Schmeckelstein also offered to have Mandel prepare a Talmud class if Mavorah got another friend to match his pledge. As it turned out, an anonymous donor gave $500, and Mandel will be giving a class on the origins of Hasidism at Schmeckelstein’s synagogue as well.
Mandel said it would be his first time keeping Shabbat in its entirety since leaving the Orthodox fold about six years ago.
Mandel, who grew up in the Nikolsburg Hasidic sect, said he had an insular childhood and received no secular education alongside his Torah studies. “It was a very restrictive lifestyle,” Mandel recalled. “But it was a fine upbringing.”
Equipped with a naturally curious mind, Mandel started exploring the outside world on his own. “I had been researching and doing homework and all that kind of stuff,” he said. “The more I read, the more the curtains around my eyes began to be pulled back. I kept following my curiosity. It broke apart the foundation on which my entire world was based.”

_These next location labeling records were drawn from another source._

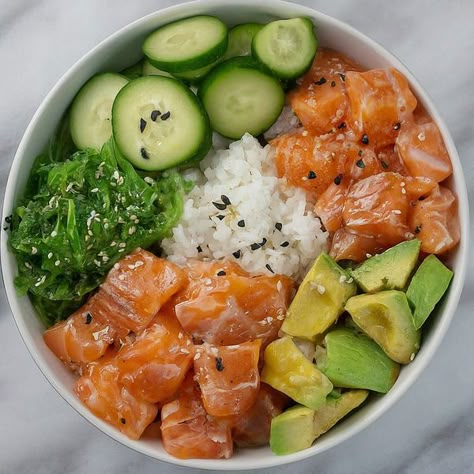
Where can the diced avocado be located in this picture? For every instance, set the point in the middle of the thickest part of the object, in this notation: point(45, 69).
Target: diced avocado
point(387, 319)
point(287, 369)
point(427, 287)
point(353, 360)
point(320, 299)
point(390, 270)
point(297, 428)
point(335, 409)
point(292, 430)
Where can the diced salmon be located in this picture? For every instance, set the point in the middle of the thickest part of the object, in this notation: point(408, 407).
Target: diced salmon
point(377, 206)
point(381, 102)
point(80, 339)
point(189, 432)
point(228, 377)
point(100, 390)
point(223, 305)
point(252, 428)
point(135, 289)
point(153, 366)
point(330, 204)
point(347, 244)
point(423, 152)
point(435, 221)
point(320, 100)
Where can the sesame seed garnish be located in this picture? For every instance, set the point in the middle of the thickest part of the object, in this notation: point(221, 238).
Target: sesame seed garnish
point(219, 205)
point(144, 153)
point(155, 114)
point(225, 200)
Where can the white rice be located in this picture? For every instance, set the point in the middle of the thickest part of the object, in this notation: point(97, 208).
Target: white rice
point(246, 174)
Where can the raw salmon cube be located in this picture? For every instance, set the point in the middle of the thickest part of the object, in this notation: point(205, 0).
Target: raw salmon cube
point(228, 377)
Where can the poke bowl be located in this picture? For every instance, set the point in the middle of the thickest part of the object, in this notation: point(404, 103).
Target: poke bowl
point(243, 238)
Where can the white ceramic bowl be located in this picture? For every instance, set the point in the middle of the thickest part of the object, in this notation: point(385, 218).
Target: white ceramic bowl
point(124, 48)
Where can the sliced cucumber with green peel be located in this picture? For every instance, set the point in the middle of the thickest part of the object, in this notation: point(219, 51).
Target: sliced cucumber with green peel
point(239, 96)
point(90, 120)
point(240, 39)
point(158, 123)
point(286, 47)
point(149, 70)
point(187, 44)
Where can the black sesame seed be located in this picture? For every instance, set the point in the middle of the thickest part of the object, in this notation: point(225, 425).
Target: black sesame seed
point(219, 364)
point(154, 115)
point(219, 205)
point(144, 153)
point(225, 200)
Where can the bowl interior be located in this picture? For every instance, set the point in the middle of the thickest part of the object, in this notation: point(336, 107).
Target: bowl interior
point(123, 49)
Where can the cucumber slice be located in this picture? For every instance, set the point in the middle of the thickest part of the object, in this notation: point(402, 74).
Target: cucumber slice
point(158, 123)
point(91, 110)
point(150, 70)
point(239, 97)
point(188, 44)
point(240, 39)
point(286, 47)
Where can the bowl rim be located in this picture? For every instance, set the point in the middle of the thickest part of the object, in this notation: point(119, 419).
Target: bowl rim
point(425, 354)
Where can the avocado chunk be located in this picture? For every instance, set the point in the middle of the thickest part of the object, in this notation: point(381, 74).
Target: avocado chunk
point(289, 371)
point(320, 299)
point(292, 430)
point(353, 360)
point(427, 287)
point(296, 428)
point(387, 319)
point(335, 409)
point(390, 270)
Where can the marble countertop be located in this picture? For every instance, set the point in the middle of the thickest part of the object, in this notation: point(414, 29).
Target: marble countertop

At the age of 24, Mandel made up his mind.
“It finally came to a point where I didn’t want to be part of that life anymore. So I left,” he said.

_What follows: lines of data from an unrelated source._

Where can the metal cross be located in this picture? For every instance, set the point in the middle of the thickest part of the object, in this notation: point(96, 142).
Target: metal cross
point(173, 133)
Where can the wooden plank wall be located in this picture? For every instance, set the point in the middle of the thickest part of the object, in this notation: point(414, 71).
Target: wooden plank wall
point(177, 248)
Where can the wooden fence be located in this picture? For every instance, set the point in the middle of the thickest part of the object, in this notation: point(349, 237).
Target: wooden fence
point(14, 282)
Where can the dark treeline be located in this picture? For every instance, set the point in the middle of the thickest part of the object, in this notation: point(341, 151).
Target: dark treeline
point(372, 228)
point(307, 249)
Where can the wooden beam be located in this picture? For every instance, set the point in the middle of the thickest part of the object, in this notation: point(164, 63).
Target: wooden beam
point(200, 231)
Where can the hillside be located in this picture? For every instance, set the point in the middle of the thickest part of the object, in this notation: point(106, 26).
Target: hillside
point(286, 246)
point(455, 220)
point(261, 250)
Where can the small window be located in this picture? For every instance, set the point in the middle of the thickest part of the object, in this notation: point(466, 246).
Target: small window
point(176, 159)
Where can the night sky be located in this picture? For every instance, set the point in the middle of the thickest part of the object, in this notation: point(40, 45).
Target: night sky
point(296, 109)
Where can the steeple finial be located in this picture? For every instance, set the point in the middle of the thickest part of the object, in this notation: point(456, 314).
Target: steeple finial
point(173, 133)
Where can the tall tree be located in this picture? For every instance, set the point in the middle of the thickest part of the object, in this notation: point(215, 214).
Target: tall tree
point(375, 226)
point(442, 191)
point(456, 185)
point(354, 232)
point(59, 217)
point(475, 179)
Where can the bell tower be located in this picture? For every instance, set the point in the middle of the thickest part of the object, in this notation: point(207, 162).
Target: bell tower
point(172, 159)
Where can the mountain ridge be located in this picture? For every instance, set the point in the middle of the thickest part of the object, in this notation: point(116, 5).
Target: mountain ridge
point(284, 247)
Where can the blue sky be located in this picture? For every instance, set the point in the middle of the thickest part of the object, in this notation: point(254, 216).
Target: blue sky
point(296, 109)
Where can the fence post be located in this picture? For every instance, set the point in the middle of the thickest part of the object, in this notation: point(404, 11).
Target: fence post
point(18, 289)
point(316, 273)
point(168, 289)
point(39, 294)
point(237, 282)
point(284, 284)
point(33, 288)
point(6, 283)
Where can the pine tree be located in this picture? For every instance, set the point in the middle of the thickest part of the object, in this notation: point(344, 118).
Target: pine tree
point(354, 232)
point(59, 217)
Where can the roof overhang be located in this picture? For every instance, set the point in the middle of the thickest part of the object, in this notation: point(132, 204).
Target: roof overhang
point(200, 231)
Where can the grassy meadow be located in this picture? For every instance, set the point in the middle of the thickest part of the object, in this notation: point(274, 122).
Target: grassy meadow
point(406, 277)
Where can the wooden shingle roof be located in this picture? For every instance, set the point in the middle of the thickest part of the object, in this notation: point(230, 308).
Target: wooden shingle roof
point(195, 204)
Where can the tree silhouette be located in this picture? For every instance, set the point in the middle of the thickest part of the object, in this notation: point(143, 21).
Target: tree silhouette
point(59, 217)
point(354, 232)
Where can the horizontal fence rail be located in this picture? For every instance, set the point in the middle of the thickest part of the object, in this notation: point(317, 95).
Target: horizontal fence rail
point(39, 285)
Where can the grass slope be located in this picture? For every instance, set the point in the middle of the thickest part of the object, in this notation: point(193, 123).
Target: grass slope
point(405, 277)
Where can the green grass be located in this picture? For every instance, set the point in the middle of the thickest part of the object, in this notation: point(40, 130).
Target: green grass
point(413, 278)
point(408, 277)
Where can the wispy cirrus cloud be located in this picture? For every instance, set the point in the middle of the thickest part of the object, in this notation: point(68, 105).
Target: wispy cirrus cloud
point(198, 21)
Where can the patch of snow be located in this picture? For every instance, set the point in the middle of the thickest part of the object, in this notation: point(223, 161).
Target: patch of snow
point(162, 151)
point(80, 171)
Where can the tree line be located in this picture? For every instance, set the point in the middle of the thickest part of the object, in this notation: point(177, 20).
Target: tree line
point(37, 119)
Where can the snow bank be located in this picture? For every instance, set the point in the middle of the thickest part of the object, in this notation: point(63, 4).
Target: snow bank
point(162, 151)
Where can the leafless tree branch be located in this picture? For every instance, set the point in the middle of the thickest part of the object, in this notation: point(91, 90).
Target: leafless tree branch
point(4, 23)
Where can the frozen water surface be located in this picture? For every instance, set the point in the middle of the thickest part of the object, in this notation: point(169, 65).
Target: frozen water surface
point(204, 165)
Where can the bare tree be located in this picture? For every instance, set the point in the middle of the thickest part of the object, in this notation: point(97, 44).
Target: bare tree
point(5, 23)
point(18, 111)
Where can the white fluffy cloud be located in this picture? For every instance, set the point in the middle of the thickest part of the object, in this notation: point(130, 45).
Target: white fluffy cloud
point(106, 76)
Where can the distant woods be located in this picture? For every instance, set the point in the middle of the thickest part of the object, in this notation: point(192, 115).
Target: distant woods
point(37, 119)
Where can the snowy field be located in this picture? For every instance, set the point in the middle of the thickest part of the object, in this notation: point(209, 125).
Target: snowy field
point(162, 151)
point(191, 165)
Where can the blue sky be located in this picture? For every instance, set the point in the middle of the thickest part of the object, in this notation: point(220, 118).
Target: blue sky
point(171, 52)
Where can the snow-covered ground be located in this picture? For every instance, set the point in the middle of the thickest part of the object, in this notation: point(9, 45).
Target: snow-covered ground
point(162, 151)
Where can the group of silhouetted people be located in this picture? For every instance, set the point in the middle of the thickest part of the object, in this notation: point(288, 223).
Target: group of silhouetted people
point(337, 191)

Not surprisingly, Mandel’s parents didn’t take it well at first. But “We’ve since reconciled,” he said. “We get along wonderfully now… they’ve accepted me, we get along now.”

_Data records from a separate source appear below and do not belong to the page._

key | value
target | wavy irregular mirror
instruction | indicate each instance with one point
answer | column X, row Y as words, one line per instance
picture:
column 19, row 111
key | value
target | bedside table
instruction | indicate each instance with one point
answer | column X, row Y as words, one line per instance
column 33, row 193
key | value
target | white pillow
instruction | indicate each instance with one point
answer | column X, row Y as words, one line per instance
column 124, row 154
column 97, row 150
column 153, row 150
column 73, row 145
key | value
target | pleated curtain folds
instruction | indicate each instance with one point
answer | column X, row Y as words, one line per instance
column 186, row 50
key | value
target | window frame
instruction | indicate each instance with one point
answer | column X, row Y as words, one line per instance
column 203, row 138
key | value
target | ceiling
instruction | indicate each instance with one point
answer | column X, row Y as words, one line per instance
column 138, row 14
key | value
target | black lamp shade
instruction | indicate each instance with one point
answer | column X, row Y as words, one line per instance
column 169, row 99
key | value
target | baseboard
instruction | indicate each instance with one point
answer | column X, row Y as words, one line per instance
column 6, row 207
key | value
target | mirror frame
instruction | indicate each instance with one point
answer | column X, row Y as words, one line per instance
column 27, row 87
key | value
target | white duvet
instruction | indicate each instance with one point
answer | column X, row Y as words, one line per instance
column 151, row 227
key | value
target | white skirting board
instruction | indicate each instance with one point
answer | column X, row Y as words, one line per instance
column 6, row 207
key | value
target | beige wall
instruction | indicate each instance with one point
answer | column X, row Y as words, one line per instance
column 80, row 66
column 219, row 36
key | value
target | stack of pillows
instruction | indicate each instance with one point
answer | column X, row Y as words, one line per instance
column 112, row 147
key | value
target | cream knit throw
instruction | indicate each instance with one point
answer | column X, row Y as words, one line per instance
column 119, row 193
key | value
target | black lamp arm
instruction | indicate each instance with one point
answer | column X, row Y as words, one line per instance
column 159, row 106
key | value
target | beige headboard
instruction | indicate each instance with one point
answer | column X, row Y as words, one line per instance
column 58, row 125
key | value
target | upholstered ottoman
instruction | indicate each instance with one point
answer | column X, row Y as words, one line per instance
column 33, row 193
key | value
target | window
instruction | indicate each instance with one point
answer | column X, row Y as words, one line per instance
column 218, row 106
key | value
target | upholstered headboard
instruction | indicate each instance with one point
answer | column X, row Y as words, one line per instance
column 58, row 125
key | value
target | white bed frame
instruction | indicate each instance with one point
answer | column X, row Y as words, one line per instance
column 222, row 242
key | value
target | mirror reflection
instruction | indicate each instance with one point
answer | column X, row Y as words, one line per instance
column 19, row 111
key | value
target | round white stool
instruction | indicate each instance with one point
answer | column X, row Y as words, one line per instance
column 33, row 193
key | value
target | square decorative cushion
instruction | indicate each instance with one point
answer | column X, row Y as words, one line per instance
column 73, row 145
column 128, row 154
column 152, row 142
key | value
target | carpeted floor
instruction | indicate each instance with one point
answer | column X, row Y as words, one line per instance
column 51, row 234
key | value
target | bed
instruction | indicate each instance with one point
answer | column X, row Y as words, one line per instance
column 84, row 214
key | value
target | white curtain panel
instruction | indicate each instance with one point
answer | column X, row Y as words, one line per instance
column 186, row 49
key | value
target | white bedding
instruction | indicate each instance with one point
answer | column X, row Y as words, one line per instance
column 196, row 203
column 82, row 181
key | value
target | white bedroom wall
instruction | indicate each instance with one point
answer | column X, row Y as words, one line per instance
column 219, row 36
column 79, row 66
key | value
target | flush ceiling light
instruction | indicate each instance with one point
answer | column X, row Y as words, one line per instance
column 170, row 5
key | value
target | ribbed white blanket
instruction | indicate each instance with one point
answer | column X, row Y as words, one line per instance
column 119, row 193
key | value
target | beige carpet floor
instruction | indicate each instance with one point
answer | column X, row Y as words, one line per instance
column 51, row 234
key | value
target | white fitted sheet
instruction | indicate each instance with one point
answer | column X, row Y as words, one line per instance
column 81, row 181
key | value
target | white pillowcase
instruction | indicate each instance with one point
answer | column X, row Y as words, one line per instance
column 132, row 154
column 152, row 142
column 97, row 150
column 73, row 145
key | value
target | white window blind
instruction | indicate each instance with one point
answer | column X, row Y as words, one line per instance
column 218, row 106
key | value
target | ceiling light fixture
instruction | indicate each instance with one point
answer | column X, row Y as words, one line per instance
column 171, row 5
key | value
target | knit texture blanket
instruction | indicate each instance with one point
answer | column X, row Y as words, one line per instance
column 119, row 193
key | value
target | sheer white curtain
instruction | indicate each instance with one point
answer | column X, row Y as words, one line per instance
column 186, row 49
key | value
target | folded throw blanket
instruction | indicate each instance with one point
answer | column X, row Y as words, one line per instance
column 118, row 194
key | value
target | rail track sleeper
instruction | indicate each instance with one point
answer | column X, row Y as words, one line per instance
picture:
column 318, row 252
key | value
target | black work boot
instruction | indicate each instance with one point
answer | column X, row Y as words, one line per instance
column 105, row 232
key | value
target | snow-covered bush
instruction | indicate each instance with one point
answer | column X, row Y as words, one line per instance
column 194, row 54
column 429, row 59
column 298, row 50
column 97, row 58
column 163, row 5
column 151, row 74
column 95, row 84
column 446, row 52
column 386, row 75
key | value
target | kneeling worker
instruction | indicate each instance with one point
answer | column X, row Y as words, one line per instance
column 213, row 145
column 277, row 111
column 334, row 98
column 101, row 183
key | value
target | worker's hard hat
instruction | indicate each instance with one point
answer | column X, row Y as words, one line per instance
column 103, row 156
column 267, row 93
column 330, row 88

After leaving the insular world he had known his whole life, the next step was the US Army. Perhaps surprisingly, military life provided a relatively soft landing for the newly secular young man.
“The nice thing about being in the army, especially in basic training, is that everyone is out of their element, so I didn’t stick out like a sore thumb more than anyone else did,” Mandel reflected.
Still, he said, he had to smile and nod as if he was in the know when conversation turned to pop culture.
He didn’t tell people about his background, or that he was Jewish at all, until they got to know him. “I made it a point of not telling people until they got close. I wanted to break stereotypes with the people I got to know.”
Serving almost five years in the 82nd Airborne Division, Mandel was deployed to South Korea and Haiti. When Haiti was struck by a devastating earthquake in 2010, Mandel arrived there with his unit that very night.
Later he forayed into the public consciousness with irreverent activism that straddled the fringes of the ultra-Orthodox world.
“I was slightly known before I got out within the small ‘OTD [off the derech, literally, ‘off the path’] community’ (if there is such a thing),” he said, adding that he became “really well known” after organizing a protest against the “asifa,” the Hasidic rally in New York against the evils of the Internet.
“It got international press attention,” Mandel said. “Then my eBay shtick just took it to a whole other level.”
Nowadays, Mandel’s social media presence has proven to be surprisingly profitable, with the attention the Sabbath deal has brought leading to more donations pouring in.
“Make this one Shabbos as Jewy and holy as you possibly can, I’m game, as long you dish out the shekels,” he posted on Monday, just hours before hitting his minimum goal.
But the exercise is not likely to lead Mandel back to the world he turned his back on.
“I know Orthodox people who have been following the story would love for this to be the case, but I don’t have high hopes. It’s not like I left Orthodoxy because I hated Shabbos,” he said.
“Staying away from the Internet is what’s going to be the hardest,” he added.